There can be no assurance that the proposed transaction
will in fact be consummated. We caution investors not to unduly rely on any forward-looking statements. The forward-looking statements
speak only as of the date of this press release. Neither Unity nor ironSource is under any duty to update any of these forward-looking
statements after the date of this communication, nor to conform prior statements to actual results or revised expectations, and neither
Unity nor ironSource intends to do so.
Important Information for Investors and
Stockholders
In connection with the proposed transaction, Unity
had filed with the SEC a registration statement on Form S-4 that includes a preliminary joint proxy statement of Unity and ironSource
that also constitutes a prospectus of Unity, which joint proxy statement/prospectus will be mailed or otherwise disseminated to Unity’s
and ironSource’s respective securityholders, as applicable, when declared effective by the SEC and it becomes available. Unity and
ironSource also plan to file other relevant documents with the SEC regarding the proposed transaction. INVESTORS ARE URGED TO
READ THE JOINT PROXY STATEMENT/PROSPECTUS AND OTHER RELEVANT DOCUMENTS FILED WITH THE SEC IF AND WHEN THEY BECOME AVAILABLE, BECAUSE THEY
WILL CONTAIN IMPORTANT INFORMATION.
Investors and securityholders may obtain free
copies of the registration statement and the joint proxy statement/prospectus (if and when it becomes available) and other relevant documents
filed by Unity and ironSource with the SEC at the SEC’s website at www.sec.gov. Copies of the documents filed by the
companies will be available free of charge on their respective websites at www.unity.com and www.is.com.
Participants in Solicitation
Unity, ironSource and their respective directors
and executive officers may be considered participants in the solicitation of proxies in connection with the proposed transaction. Information
about the directors and executive officers of Unity is set forth in its proxy statement for its 2022 annual meeting of stockholders, which
was filed with the SEC on April 20, 2022. Information about the directors and executive officers of ironSource is set forth in its
Annual Report on Form 20-F for the fiscal year ended December 31, 2021, which was filed with the SEC on March 30, 2022.
These documents can be obtained free of charge from the sources indicated above.
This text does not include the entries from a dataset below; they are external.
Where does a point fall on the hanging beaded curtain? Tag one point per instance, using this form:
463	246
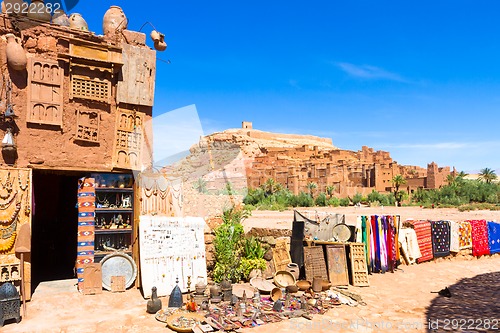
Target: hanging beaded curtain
159	195
86	232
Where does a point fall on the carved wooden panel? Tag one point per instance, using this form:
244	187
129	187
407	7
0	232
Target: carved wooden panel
314	262
337	265
90	87
45	92
87	126
136	83
92	279
128	139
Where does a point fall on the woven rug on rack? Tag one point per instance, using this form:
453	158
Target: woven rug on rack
494	237
440	238
465	230
480	244
86	216
454	236
424	239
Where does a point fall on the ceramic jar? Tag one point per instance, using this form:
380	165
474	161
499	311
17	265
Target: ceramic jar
155	36
16	57
60	18
160	45
76	21
294	270
215	290
114	19
317	284
38	11
18	7
200	286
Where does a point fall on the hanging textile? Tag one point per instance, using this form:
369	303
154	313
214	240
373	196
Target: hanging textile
480	244
359	230
454	237
465	231
409	244
424	238
440	238
494	236
86	216
380	234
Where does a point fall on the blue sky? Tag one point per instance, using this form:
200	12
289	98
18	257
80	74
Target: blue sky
420	79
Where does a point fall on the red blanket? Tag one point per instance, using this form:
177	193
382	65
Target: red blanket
424	239
480	244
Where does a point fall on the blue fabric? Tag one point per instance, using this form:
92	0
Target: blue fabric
494	237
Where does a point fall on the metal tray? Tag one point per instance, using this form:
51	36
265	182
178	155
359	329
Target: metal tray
118	264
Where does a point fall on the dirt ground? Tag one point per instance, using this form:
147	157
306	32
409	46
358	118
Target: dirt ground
403	301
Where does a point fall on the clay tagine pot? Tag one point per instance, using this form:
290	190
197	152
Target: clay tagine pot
114	20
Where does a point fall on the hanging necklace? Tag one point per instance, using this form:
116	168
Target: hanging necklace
21	186
5	205
14	216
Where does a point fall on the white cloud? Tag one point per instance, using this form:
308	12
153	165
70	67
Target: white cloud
369	72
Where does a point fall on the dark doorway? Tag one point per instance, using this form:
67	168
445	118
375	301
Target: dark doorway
55	226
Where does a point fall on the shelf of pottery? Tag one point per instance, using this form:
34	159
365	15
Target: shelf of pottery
114	214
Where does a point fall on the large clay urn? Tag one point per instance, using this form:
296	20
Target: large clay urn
38	11
16	57
77	22
114	19
18	7
60	18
Additional information regarding the participants in
the proxy solicitations and a description of their direct and indirect interests, by security holdings or otherwise, will be contained
in the joint proxy statement/prospectus and other relevant materials to be filed with the SEC when they become available.
No Offer or Solicitation
This communication is not intended to and shall
not constitute an offer to sell or the solicitation of an offer to sell or the solicitation of an offer to buy any securities or a solicitation
of any vote of approval, nor shall there be any sale of securities in any jurisdiction in which such offer, solicitation or sale would
be unlawful prior to registration or qualification under the securities laws of any such jurisdiction. No offer of securities shall be
made except by means of a prospectus meeting the requirements of Section 10 of the Securities Act of 1933, as amended.